Outra similaridade é a rotina em alterar as leis. Roberto Mugabe mexe nas leis sempre que lhe é favoravel. Em 1993 Masiyiwa Mosyiwa, um engenheiro regressado da Inglaterra  pretendia abrir uma rede de telefonia móvel, a Econet. Os advogados informaram que não havia nenhuma lei que impedisse  Mosyiwa ir em frente. Cumpriu  todos requisitos mas foi surpreendido. O Presidente R Mugabe manteve informado e aprovou um decreto que bania operações privadas de telemoveis e com direito a dois anos de cadeia para quem violasse. O pecado de Mosyiwa foi por ser apartidario. O jovem  levou o caso a justiça e o tribunal deu lhe razão. Naquele mesmo período surgiu uma empresa idêntica, a Telecel de um sobrinho de Mugabe. A telecel não cumpria os requisitos legais mas funcionou normalmente. Um dos sócios era amigo do marido da Ministra das telecomunicações. Em 1999 houve remodelação governamental e a  Econet de Masiyiwa voltou a ter licença para operar. Por outro lado mostrou que os tribunais no Zimbábue ainda funcionam. É  uma das poucas instituições que não sofre interferência da Zanu-PF, o poder político. 

O MPLA que lidera o governo em Angola é mais diplomatico. A poucos meses a lei eleitoral foi alterada no sentido de os resultados serem publicamente divulgados depois de 15 dias. Na  ultima semana o partido no poder  manifestou a intenção de mudar a lei eleitoral para votação em dois dias. A idéia  faz sentido e vai de acordo com a realidade angolana. Mas aqui no exterior a imagem que flui  é diferente. São visto como pessoas que mudam as leis sempre que pretendem retirar alguma vantagem para si.

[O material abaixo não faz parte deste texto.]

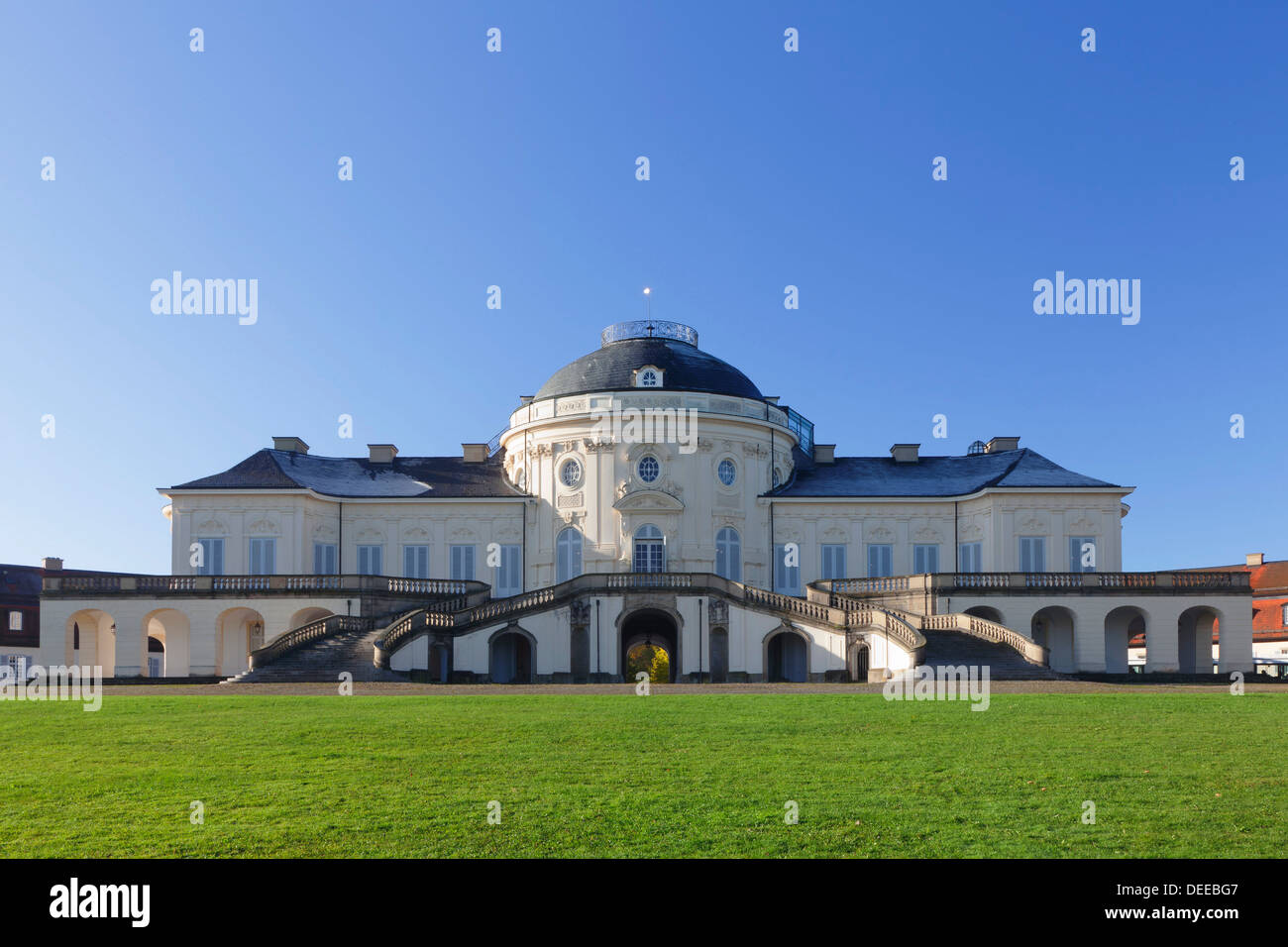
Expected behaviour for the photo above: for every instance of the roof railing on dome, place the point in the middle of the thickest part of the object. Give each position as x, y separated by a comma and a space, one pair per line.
804, 431
649, 329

No Zimbábue um dos principais problemas que desencadeou aos incidentes que ocorrem foram as diferenças nos resultados dos escrutínios. O MDC fez contagem paralela. Os resultados foram  ao desencontro dos publicados pela  comissão eleitoral zimbábuena  (ZEC). Experiência idêntica  aconteceu nas segundas eleições multiparidarias em Moçambique. A RENAMO anunciou  vitória em 6 das 11 províncias. Os resultados da CNE de  Moçambique mostrou o contrario.  reclamaram fraude. Instalou-se na altura uma clima de tensão mas que seria arrefecido. Em Angola receia-se que venha a surgir essas desconfianças. É provável que a oposição  siga o caminho das congêneres dos paises africanos em fazer contagem paralela.

Portanto é aqui comungado a observação feita pelas as organizações da sociedade civil angolana (AJPD e CCDH), dando conta que “as experiências do processo eleitoral naquele país  são diferentes do processo angolano, mas que é necessário aprender com os erros dos outros.”